Director Henry Hathaway’s ultra-tense, meticulously crafted 1951 film noir thriller is an absolutely excellent one. The exteriors are imaginatively shot on location on the streets of New York City. The building used was demolished in 1967 and replaced by the 52-story tower 140 Broadway.
Producer Sol C Siegel got permission from the New York Police Department to rope off a large section of downtown New York as one extensive set. But the dialogue scenes were shot on a copy of the building on Fox studio sets in Hollywood.
Richard Basehart plays Robert Cosick, a despairing man standing on the 17th-floor ledge of a Manhattan high-rise building and threatening suicide by chucking himself off from the edge of the ledge. Cosick is suicidal because he thinks his parents do not love him and that he can’t make his girlfriend happy.
Paul Douglas also stars as Police Officer Charlie Dunnigan, a nice traffic cop who comes along in the nick of time to try to talk Cosick down after everyone else has failed.
It is not easy to portray goodness, but Douglas’s brisk and robust performance is a winner. Hathaway’s brilliantly tense and suspenseful direction keeps the movie bristling and crackling for its whole hour and a half. And cinematographer Joe MacDonald’s black and white images ere striking.

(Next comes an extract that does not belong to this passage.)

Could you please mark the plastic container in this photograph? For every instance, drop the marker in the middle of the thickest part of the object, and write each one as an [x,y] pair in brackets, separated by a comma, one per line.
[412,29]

It also stars Agnes Moorehead as Mrs Cosick, Robert Keith as Mr Cosick, Howard da Silva as Deputy Police Chief Moskar and Jeffrey Hunter as Danny Klempner.
John Paxton’s screenplay is based on Joel Sayre’s story The Man on the Ledge, which in turn derives from a real-life incident of July 26 1938 with John W Warde (aged 26) in New York City. But the movie is given a fictional changed ending. Warde’s mother requested that Fox changed the original title The Man on the Ledge so it would not be as closely identified with her son.
A face in the crowd is that of young tyro actress Grace Kelly (aged 22) in her film debut, playing Mrs Louise Ann Fuller. It is also the film debut of Joyce Van Patten, playing Barbara. It is the second film of John Randolph (playing a fireman), who was blacklisted for 15 years, and made no more films till Seconds in 1966. Howard Da Silva, Martin Gabel, Jeff Corey and Leif Erickson were also in trouble with the House Committee on Un-American Activities. Erickson named names and was cleared.
Also in the cast are Martin Gabel, Jeff Corey, Frank Faylen, James Millican, Donald Randolph, Willard Waterman, Kenneth Harvey, Ossie Davis, Leif Erickson, Russell Hicks, Harvey Lembeck, James Warren, George Baxter, Barry Brooks, Bernard Burke, John Cassavetes, Brad Dexter, Gordon Gebert, Sandra Gould, Jerry Hausner, Brian Keith, Rusty Lane, George MacQuarrie, Rory Mallinson, Renny McEvoy, John McGuire, Bill McLean, Shepard Menken, Ann Morrison, Forbes Murray, Howard Negley, Frank Nelson, George Offerman, Robert Pitkin, Lou Polan, George Putnam, Suzanne Ridgeway, Dan Riss, Janice Rule, Henry Slate, Alix Talton, William Welsh Jr, Mervin Williams and Richard Beymer.
Except for Alfred Newman’s brief scoring in the main titles and at the end, the film has no music.
The film was shelved for six months because the daughter of Fox executive Spyros Skouras leaped to her death the same day the film was previewed. Skouras made some changes to the film’s storyline.
Protected by a canvas life belt hidden under his clothes, connected to a lifeline, Richard Lacovara doubled for Basehart in long shots on the ledge, enlarged to minimise risk of falling. Basehart still had to endure more than 300 hours’ standing on the ledge with little movement during the 50-day New York shoot.